Electricity prices across South-East Europe moved lower during calendar week 13 (23–29 March), but the decline was measured rather than structural, with underlying market fundamentals continuing to point toward a tight and volatile pricing environment.
Across the region, day-ahead baseload prices softened modestly. Greece averaged €96.75/MWh, down 3.55% week-on-week, while Bulgaria declined by 2.33%. Serbia recorded one of the more pronounced corrections, falling to €93.02/MWh, a 4.83% decrease, reflecting both easing gas input costs and a temporary improvement in supply conditions. Italy, which continues to act as the structural premium market for Southern Europe, dropped by 7.22% to €138.28/MWh, yet remained significantly above neighbouring SEE markets.
The primary driver behind the week’s decline was the movement in European gas markets. TTF front-month futures softened during early sessions, moving from levels above €56/MWh toward the €52–54/MWh range, reducing marginal costs for gas-fired generation. Given that gas continues to set the marginal price across much of SEE, even relatively small shifts in TTF pricing quickly feed through into electricity markets.
However, the reduction in power prices remained shallow. Market participants broadly agreed that the downside was capped by persistent geopolitical risk, particularly the evolving situation involving the United States and Iran. While there were intermittent signals suggesting de-escalation, the market continued to price in the possibility of supply disruptions—especially those affecting LNG flows through critical maritime routes such as the Strait of Hormuz.
This dynamic has created what traders increasingly describe as a “compressed downside environment.” Prices may ease on short-term fundamentals such as lower gas prices or improved renewable output, but any correction tends to be limited in both magnitude and duration. Forward curves reflect this asymmetry, remaining elevated and relatively flat across Q2 delivery periods.

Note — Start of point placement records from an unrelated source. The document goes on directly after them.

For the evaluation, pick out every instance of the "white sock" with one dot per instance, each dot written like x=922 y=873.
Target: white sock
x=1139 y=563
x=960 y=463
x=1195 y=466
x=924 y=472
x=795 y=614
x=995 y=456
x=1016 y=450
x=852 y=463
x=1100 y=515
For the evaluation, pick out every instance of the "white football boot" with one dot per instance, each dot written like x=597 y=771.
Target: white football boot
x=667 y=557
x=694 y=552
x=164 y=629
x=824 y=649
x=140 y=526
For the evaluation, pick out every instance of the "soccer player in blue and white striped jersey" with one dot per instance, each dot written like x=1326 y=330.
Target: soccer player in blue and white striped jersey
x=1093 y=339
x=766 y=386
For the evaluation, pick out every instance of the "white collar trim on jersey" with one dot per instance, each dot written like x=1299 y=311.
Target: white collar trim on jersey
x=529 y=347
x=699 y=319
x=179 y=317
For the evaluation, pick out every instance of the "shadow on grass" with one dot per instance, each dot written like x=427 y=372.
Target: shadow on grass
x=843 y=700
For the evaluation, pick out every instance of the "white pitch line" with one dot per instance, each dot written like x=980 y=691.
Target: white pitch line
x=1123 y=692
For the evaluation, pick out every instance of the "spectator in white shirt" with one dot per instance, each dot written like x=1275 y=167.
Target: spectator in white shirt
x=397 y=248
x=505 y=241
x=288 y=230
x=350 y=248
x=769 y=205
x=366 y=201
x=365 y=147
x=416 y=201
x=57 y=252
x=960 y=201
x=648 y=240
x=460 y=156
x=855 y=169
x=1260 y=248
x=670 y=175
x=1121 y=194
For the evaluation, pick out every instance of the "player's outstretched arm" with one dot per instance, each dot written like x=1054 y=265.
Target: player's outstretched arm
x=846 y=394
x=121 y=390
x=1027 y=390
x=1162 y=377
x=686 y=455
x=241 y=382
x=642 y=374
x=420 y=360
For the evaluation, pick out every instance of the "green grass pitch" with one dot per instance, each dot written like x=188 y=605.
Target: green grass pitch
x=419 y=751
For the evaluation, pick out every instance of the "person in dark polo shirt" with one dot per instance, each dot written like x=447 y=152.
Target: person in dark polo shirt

Türkiye stood apart from the broader regional trend. Prices there rose by 9.52%, driven by a significant increase in domestic electricity demand. The divergence underscores the degree to which local fundamentals—particularly demand-side pressures—can override broader regional trends in markets with distinct structural characteristics.
At a regional level, the pricing corridor remained firmly elevated. Most SEE markets continued to trade within a €90–120/MWh range, well above historical averages for late March. This suggests that while volatility remains high, the system is operating around a higher equilibrium level compared to pre-crisis years.
Another notable feature of the week was the persistence of convergence pressures across interconnected markets. Although price spreads between countries narrowed slightly, full convergence remains constrained by grid bottlenecks, differences in generation mix, and varying levels of import dependency.
The broader conclusion from CW13 is that SEE electricity markets are no longer driven by a single dominant factor but instead reflect a layered interaction between gas prices, renewable output, hydrological conditions, and geopolitical developments. Within this framework, gas remains the anchor, but its influence is increasingly mediated by system flexibility and cross-border flows.
Looking ahead, traders are positioning for continued volatility rather than directional moves. While short-term corrections are expected to persist, the structural tightness of the system—combined with external risk factors—suggests that prices will remain supported, particularly during periods of increased demand or reduced renewable generation.